The bulk of the music is credited to jazz-classical stalwart Julian Joseph and stage composer Richard Taylor, with other pieces by Michael Betteridge, Matthew King, James Redwood, Jenny Gould and Omar Shahryar. In Julian Joseph’s jazzy ballad Duet Of Norman And Edna, a letter exchange is arranged as a beautiful tender classic-sounding jazz ballad. Beginning “Dearest Norman, I miss you so much…” it tugs at the heartstrings. A substantial part of the evening are these “letter songs” adapted by librettist and HMDT Creative Director Tertia Sefton-Green from students’ “letters home” written in workshops. At the 1700-seater Brighton Dome, the kids were grouped in the choir seats behind the stairs and on the gallery seats on either side of the stage, with different groupings singing the letters. These have all the poignancy, humour, sadness, bitterness and gritty historical detail that you would expect, from the blackly humorous “I’m afraid of getting nits so I keep my turban on!” to the heartbreakingly bald statement “I don’t want to be here any more.”
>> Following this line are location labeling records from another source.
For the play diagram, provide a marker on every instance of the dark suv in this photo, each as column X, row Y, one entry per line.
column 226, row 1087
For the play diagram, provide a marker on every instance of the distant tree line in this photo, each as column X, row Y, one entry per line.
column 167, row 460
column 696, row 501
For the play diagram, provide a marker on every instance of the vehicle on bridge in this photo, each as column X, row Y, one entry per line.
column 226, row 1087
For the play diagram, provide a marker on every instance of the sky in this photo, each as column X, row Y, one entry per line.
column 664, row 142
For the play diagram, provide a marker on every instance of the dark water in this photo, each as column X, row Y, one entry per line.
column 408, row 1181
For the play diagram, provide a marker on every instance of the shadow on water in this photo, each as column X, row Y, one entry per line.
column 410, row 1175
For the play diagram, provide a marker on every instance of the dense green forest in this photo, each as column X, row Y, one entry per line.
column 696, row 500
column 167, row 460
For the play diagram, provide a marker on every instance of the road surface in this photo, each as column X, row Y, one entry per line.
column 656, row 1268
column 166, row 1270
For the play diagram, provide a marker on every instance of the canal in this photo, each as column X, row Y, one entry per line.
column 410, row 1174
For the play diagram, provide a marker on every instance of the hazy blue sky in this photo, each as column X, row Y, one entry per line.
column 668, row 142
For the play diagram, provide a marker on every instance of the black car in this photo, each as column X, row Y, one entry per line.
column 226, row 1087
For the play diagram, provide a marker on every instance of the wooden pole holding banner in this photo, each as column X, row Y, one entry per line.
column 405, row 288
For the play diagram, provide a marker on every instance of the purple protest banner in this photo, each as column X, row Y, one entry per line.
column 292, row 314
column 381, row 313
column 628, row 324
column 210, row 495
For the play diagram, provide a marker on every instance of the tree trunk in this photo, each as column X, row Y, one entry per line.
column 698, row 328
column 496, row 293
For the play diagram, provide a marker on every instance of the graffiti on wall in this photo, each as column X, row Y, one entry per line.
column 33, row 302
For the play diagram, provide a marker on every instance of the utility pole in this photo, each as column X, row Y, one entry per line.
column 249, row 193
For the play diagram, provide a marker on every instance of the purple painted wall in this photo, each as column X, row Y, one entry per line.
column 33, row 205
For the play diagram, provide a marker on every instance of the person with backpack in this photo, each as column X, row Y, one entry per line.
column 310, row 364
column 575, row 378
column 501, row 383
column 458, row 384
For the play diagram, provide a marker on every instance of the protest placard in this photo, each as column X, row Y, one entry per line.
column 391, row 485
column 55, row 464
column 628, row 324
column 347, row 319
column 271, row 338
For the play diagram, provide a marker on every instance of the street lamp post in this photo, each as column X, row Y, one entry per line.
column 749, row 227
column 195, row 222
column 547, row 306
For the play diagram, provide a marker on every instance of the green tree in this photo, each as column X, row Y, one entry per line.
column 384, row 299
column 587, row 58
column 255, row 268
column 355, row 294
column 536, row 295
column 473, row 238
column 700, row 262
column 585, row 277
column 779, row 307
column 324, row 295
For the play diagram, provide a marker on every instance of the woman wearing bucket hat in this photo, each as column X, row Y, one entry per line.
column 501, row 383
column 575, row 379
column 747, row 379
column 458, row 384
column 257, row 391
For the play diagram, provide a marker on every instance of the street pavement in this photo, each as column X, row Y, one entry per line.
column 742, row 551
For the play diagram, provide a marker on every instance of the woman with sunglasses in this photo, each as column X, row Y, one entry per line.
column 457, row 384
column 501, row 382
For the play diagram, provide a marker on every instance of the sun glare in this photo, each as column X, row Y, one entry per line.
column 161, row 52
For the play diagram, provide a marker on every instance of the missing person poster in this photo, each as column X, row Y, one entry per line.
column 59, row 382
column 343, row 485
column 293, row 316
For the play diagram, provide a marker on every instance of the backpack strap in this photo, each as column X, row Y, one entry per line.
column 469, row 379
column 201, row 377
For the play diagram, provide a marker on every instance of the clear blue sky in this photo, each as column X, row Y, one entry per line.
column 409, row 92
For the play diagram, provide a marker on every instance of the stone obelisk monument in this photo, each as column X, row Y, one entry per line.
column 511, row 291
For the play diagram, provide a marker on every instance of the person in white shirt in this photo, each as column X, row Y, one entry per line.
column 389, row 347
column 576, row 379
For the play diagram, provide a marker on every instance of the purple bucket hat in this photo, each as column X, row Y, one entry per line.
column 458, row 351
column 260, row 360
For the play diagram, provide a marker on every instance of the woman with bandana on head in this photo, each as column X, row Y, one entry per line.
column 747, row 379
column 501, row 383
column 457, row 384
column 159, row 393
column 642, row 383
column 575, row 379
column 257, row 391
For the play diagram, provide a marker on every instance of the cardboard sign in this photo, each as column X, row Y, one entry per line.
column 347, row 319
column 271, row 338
The visual image of the two ‘Trench Brothers’ sticks in the mind. Their song Trench Brothers, with its pastiche of the cloyingly chirpy period style, shares a unifying interracial message: “Trench Brothers together/one weapon, one gun.” It works well with the two men, and especially well with all the kids when it’s reprised at the end with all its eminently singable gusto. The children’s singing is irresistibly cute throughout, in spite of the grim subject matter. The injunction in one of the letters to “Be a child while you still can” takes on a breath-shortening urgency and irony sung by 250 children in a world that seems at times only to be getting irredeemably darker.
Arts education organisation HMDT Music have form for taking on projects with big themes – their previous project dealt with the children of the holocaust – but what can we take away the war to end wars that merely became a First World War of two, and of how many more? It’s hard to find much to inspire hope. In a silent phase, in front of a banner of poppies, the children stack their hand-puppets – their bodies – on the stage. At first the moment seems like an awkward longeur, but as the silence lengthens it grows profound. Following a bleak offstage reprise of It’s A Long Way To Rawalpindi, the scene fades to black.
It’s an affecting moment. A century on, historical amnesia seems to have set in among our rulers, again. It’s good that our children are learning about war – the brighter moments as well as the darker – and that they are making the kinds of connections that Trench Brothers draws attention to.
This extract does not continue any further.